Written by William Dang

Published 2 years ago

Edited 4 months ago

Somehow, in my one and a half years as a student studying a Bachelor of Data Science and Decisions, I’ve managed to learn close to nothing about what Machine Learning actually is (unless you count the one or two DataSoc workshops I’ve attended). So, because I’ve had a term off uni (and am in desperate need to upskill myself), I decided to check out Kaggle’s Introduction to Machine Learning course, and see what it’s all about.

Kaggle

Most of you have probably heard of Kaggle by now - but if not, it’s a free website where you can find datasets, and use them to do data science projects, or even data science competitions. You can even create and store your own Jupyter notebooks on the site.

But, it’s probably better to start with Kaggle’s tutorial courses if you’re looking to acquire the skills you need to start out on these projects, or even upskill further. Here, Kaggle offers short courses that take 3-4 hours to complete. You even get a little certificate at the end that you can upload to LinkedIn!

Some of the various courses available

The certificate I got for finishing the Introduction to Machine Learning course

A look at one of the courses: Introduction to Machine Learning

The courses are split into two components: tutorials and exercises. Essentially, how it works is that for each chapter of the course, you read through the relevant theory section in the tutorial, then complete the corresponding exercise. This is often just a coding exercise on Jupyter notebook with all the starter code done for you.

Excerpt from the tutorial about Decision Trees

Excerpt from the tutorial about Random Forests

The coding exercises are where I spent the bulk of my time. In these coding exercises, they very much hold your hand, even offering you hints or the solution if you’re feeling stuck.
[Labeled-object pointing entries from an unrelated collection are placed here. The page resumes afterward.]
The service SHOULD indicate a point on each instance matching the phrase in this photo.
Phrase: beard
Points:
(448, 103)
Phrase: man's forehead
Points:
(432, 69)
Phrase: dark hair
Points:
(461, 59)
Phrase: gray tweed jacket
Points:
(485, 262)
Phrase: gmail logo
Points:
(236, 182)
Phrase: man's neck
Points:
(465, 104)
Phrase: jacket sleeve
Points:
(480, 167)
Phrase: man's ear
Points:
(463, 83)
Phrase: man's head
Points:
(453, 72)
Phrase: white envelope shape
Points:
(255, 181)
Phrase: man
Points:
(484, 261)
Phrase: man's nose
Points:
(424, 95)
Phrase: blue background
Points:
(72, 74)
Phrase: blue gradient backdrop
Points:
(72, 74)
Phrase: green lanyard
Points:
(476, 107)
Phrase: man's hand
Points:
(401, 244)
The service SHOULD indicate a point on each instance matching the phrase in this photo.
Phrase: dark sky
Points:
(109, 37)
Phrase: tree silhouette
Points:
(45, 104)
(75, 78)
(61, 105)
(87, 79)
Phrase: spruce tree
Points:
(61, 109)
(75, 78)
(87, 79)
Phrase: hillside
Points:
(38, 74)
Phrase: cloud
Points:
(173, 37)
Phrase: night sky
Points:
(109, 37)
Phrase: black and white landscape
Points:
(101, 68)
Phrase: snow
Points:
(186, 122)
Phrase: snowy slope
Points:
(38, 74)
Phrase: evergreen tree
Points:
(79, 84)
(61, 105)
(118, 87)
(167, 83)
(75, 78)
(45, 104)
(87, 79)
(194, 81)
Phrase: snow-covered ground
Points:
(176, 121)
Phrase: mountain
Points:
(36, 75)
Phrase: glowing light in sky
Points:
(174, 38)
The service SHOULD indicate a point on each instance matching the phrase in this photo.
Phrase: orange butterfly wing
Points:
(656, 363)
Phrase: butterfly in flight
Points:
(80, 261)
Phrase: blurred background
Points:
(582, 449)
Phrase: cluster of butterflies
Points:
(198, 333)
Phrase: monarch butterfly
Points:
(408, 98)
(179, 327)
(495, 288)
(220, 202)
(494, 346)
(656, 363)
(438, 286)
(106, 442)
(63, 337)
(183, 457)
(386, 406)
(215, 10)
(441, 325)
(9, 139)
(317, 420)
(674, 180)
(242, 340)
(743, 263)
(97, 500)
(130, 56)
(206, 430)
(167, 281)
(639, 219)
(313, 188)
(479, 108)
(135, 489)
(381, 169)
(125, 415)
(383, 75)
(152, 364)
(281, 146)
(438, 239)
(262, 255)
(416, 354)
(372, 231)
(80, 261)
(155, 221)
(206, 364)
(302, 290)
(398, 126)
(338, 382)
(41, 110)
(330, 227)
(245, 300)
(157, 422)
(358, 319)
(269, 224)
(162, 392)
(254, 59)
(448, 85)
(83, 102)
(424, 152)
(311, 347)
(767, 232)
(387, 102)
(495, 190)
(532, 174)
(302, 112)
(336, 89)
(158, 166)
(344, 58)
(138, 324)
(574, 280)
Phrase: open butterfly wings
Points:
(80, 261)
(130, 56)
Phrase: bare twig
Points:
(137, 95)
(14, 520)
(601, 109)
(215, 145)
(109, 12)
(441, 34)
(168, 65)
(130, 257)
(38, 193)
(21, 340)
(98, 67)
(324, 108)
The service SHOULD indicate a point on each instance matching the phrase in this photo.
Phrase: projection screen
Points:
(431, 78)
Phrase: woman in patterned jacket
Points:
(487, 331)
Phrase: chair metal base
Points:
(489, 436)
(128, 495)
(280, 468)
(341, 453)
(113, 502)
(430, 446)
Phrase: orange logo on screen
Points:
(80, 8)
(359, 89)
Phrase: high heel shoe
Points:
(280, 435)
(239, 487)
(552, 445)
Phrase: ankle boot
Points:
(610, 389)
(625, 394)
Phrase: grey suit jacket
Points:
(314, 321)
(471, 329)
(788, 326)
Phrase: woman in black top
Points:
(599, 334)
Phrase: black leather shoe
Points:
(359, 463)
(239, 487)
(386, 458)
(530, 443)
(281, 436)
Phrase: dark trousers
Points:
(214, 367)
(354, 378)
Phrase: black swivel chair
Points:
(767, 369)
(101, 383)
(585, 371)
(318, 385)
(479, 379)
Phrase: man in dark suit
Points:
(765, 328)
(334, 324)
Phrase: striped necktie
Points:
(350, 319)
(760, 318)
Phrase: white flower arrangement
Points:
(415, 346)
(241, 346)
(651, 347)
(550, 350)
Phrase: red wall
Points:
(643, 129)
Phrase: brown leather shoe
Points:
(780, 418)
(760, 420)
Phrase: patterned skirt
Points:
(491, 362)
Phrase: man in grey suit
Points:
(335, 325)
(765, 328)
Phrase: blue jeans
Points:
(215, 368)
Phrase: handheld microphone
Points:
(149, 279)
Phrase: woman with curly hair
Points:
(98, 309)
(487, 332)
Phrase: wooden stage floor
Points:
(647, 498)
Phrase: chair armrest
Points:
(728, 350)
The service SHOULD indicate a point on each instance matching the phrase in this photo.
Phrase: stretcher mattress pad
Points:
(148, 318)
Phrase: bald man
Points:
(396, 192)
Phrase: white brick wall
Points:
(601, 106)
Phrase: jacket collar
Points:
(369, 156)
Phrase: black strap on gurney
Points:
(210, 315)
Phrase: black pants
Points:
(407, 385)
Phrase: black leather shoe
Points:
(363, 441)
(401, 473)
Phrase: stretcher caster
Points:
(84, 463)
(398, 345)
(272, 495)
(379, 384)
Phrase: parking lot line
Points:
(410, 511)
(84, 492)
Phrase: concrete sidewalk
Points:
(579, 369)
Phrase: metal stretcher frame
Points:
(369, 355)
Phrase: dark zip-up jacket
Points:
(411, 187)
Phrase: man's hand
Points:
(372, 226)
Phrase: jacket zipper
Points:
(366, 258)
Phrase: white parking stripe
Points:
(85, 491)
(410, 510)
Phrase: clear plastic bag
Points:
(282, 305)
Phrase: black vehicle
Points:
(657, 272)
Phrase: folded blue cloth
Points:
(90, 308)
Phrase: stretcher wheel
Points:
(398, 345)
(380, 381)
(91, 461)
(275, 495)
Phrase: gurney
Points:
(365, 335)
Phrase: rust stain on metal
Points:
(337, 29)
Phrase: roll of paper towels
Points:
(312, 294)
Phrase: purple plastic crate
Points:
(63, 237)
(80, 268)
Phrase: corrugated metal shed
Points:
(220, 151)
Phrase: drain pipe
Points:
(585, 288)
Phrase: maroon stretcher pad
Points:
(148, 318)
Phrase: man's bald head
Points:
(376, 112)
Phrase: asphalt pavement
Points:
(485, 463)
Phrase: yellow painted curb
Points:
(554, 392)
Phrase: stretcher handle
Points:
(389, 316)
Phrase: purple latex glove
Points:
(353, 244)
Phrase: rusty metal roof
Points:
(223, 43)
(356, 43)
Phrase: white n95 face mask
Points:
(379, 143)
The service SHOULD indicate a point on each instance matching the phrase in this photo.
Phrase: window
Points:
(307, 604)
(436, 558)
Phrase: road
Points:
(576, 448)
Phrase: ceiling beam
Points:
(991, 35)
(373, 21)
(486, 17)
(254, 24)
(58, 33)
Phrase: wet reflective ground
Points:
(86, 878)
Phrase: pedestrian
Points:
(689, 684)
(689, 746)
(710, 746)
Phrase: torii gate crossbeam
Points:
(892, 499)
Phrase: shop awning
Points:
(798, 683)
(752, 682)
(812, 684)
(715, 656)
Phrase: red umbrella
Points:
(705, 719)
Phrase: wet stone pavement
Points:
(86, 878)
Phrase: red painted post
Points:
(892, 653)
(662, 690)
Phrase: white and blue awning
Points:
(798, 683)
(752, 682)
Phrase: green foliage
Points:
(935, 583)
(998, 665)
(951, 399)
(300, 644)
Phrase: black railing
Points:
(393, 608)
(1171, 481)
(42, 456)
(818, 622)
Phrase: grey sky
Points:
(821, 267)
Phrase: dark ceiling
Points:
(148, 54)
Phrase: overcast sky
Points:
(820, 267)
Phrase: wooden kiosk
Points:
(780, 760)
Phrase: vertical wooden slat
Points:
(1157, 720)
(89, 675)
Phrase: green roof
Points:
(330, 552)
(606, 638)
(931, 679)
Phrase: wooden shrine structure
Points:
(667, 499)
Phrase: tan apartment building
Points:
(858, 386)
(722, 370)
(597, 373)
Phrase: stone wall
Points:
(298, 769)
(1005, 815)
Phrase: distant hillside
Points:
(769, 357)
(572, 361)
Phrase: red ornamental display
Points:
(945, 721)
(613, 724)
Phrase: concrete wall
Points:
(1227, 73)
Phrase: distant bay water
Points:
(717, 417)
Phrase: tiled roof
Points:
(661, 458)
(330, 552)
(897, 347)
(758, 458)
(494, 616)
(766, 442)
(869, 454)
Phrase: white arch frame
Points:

The practical coding exercises

A lot of the questions involve 1, 2 or at max 3 lines of code (perhaps that’s just the nature of Python). And a lot of the answers involve just changing variable names from the tutorial code - not super interesting to be honest.

Overall thoughts

For a 3 hour crash course in machine learning, I was expecting to learn… not really all that much to be honest. There’s so much theory behind machine learning that it’d be pretty difficult to squish it all in. It definitely at times feels like the course skims over all of the theory behind machine learning. Despite this (and the fact that the course doesn’t really go into that much depth theory-wise) the main emphasis of these courses is on actually coding, in this case, using sklearn to build decision tree/random forest models. And I think this is probably for the best, as you wouldn’t be using the theory too much in your job/project anyways.

So overall, doing the courses aren’t the worst use of 3 hours of your time. You won’t learn as much as you would in say a university course, but you do pick up a fair amount, and a certificate on LinkedIn to boot.